Smith & Wesson shares have soared to their highest level in more than a decade as Barack Obama tearfully announced new restrictions on gun sales designed to reduce the nation’s epidemic of mass shootings.
Shares in Smith & Wesson rose by more than 11% on Tuesday to end the day at a new high of $25.86 after the world’s biggest gun company told investors that it expected bumper sales, as consumers have rushed out to buy more guns while politicians debate gun control legislation.
It said sales had been so strong in the wake of the San Bernardino massacre, which left 14 people dead last month, that some distributors were beginning to run out of some of its most popular guns.
The company, which makes a third of all revolvers owned in the US, said sales in the three months to the end of January are expected to come in at between $175-180m, considerably higher than its previous estimate of $150-155m. It said it expected annual revenues to total $650-660m, up from $627m it made last year.
In a brief statement late on Monday night, the company said: “The sell-through rate of its products at distribution has been stronger than originally anticipated, resulting in reduced distributor inventories of its firearms.”
The company added that Adjusted National Instant Criminal Background Check System (NICS) data for the month of December, which serves as an indicator of consumer purchases, “reflected strong growth versus December 2014”. The NICS data shows a jump of 37.6% in December. Black Friday was the biggest single day in NICS history.
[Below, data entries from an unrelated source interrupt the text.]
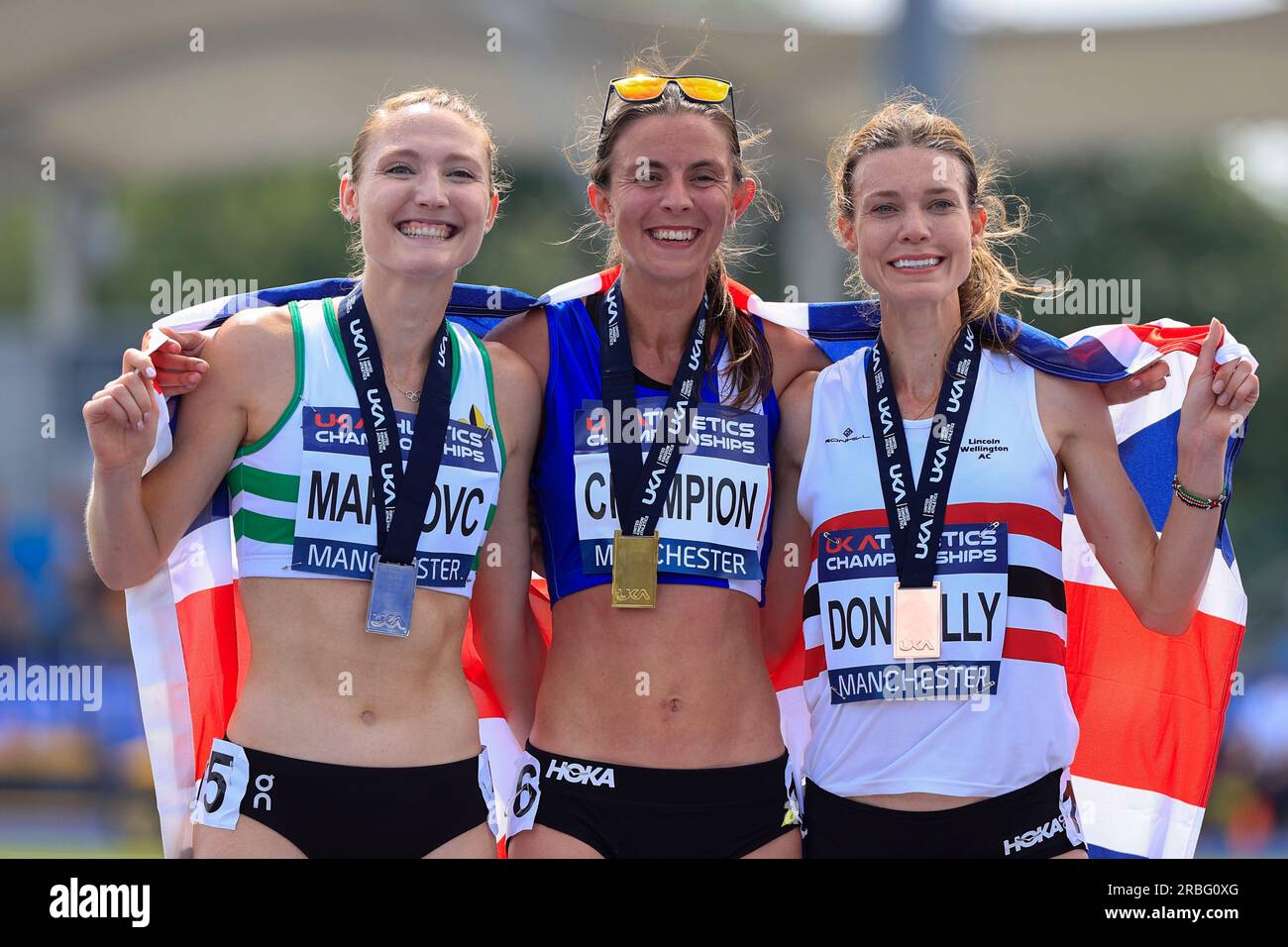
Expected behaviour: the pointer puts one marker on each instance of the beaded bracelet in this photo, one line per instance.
(1198, 501)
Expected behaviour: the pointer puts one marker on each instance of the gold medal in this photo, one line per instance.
(634, 571)
(917, 622)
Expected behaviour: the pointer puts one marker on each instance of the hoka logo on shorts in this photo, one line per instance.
(1033, 836)
(580, 774)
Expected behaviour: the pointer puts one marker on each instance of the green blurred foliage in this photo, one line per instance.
(17, 249)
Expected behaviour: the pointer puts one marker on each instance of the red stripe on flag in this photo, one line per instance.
(814, 661)
(214, 641)
(739, 294)
(1028, 644)
(1021, 519)
(789, 673)
(1172, 339)
(1150, 707)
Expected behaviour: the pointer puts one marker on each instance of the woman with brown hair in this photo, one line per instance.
(657, 728)
(391, 766)
(932, 591)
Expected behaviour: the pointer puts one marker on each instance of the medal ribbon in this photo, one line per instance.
(639, 489)
(400, 500)
(915, 513)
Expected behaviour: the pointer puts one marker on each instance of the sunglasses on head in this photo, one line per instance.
(648, 88)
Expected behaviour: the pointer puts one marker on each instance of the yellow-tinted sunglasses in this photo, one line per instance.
(649, 88)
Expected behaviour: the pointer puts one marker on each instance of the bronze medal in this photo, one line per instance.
(917, 622)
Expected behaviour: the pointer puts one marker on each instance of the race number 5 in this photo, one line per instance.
(222, 788)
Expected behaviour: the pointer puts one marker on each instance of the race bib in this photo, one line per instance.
(335, 531)
(855, 581)
(715, 513)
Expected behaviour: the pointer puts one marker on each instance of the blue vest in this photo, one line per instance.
(715, 526)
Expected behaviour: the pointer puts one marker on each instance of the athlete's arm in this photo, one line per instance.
(528, 338)
(133, 521)
(1160, 578)
(790, 558)
(506, 639)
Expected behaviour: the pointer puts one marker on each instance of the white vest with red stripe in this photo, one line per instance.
(992, 714)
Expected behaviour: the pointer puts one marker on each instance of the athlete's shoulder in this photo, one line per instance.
(797, 407)
(524, 335)
(509, 368)
(1067, 407)
(518, 392)
(252, 338)
(793, 354)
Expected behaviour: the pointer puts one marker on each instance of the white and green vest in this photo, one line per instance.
(301, 497)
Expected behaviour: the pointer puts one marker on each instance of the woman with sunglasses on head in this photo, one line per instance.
(391, 767)
(934, 605)
(657, 727)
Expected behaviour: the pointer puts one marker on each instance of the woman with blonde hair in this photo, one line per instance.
(368, 446)
(934, 612)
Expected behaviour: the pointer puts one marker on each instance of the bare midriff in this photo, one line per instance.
(917, 801)
(682, 685)
(322, 688)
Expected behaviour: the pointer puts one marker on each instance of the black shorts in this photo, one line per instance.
(640, 812)
(1035, 821)
(330, 810)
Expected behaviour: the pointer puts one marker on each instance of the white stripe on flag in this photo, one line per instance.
(1136, 822)
(1223, 595)
(165, 703)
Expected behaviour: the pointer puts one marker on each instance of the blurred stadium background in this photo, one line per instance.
(197, 142)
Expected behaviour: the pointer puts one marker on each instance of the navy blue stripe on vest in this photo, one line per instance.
(574, 377)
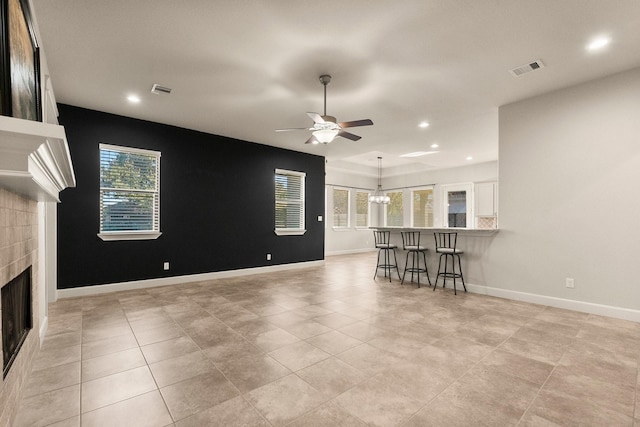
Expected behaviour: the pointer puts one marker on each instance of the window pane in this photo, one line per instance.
(289, 200)
(362, 209)
(127, 211)
(127, 170)
(288, 187)
(422, 205)
(129, 189)
(394, 209)
(340, 208)
(457, 208)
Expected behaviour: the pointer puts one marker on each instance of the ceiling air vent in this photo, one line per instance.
(523, 69)
(157, 89)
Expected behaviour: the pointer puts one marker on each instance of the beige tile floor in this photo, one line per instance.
(328, 346)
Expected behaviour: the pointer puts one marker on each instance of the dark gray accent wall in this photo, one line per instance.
(216, 204)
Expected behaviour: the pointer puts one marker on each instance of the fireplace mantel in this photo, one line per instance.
(34, 159)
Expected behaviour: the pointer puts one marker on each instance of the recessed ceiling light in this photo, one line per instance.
(598, 43)
(418, 153)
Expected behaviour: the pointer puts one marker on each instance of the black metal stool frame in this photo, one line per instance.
(446, 246)
(411, 244)
(383, 243)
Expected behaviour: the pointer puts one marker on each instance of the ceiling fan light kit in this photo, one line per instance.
(326, 128)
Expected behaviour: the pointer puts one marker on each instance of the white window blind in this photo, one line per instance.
(129, 192)
(289, 202)
(340, 208)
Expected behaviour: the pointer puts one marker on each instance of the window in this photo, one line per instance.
(129, 193)
(422, 207)
(289, 192)
(340, 208)
(362, 209)
(394, 211)
(458, 209)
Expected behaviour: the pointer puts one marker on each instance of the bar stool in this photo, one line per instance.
(446, 246)
(384, 245)
(411, 244)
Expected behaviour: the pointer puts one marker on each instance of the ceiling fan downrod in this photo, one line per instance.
(325, 79)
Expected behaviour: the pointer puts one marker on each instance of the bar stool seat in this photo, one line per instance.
(385, 248)
(446, 246)
(411, 244)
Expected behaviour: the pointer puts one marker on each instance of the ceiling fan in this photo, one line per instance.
(326, 128)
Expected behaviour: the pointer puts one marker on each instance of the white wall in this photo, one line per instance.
(569, 165)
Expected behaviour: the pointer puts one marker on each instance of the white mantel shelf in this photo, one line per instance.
(34, 159)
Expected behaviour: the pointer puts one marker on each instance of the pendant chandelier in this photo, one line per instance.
(378, 196)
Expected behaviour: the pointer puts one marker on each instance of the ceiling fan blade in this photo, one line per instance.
(317, 118)
(288, 129)
(348, 135)
(312, 140)
(364, 122)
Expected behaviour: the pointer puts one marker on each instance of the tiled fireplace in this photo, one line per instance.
(18, 251)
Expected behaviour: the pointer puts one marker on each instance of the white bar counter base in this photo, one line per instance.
(430, 230)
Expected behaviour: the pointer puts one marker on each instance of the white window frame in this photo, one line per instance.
(341, 227)
(429, 187)
(468, 188)
(362, 227)
(301, 202)
(142, 234)
(386, 208)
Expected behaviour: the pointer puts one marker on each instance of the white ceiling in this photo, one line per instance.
(242, 68)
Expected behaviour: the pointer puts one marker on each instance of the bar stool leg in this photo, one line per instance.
(461, 276)
(438, 274)
(426, 269)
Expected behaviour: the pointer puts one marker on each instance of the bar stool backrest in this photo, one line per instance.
(382, 238)
(410, 239)
(446, 241)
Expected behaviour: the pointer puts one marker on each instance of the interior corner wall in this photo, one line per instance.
(569, 162)
(217, 210)
(339, 241)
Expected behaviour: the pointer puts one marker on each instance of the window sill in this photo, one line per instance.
(129, 235)
(281, 232)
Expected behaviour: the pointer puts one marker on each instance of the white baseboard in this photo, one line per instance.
(350, 251)
(585, 307)
(44, 325)
(176, 280)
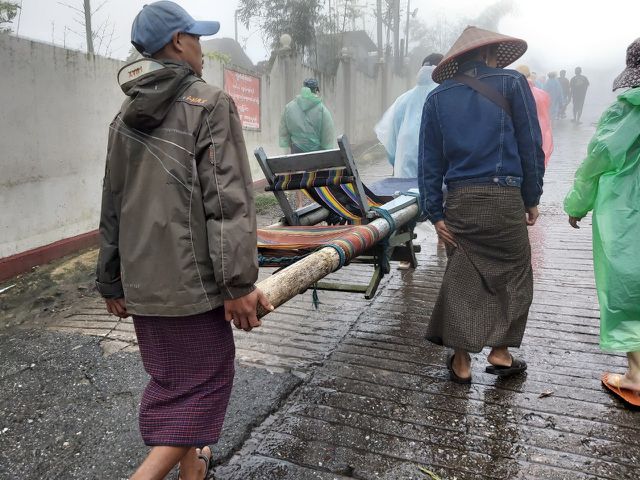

Smith & Wesson’s statement was welcomed by investors and analysts, with its shares jumping almost 6% on Monday and a further 12.5% to $26.30 by 2pm ET on Tuesday. The shares had earlier spiked as high as $26.54, the highest intraday value since February 1999.
Shares in the nation’s other big listed gun company, Sturm, Ruger & Company, rose by 7.4% to $66.
Brian Ruttenbur, an analyst at BB&T Capital Markets, upgraded Smith & Wesson from hold to buy, and raised his price target on Ruger shares from $63 to $70.
“Many demand drivers (presidential elections, potential regulations, and new product introductions) should allow for very strong top- and bottom-line growth for [Ruger],” he said in a research note.
Just days after the San Bernardino shooting last month, Smith & Wesson CEO James Debney told investors: “Obviously there have been some tragic recent events, but we’re in the holiday season with people shopping for firearms.”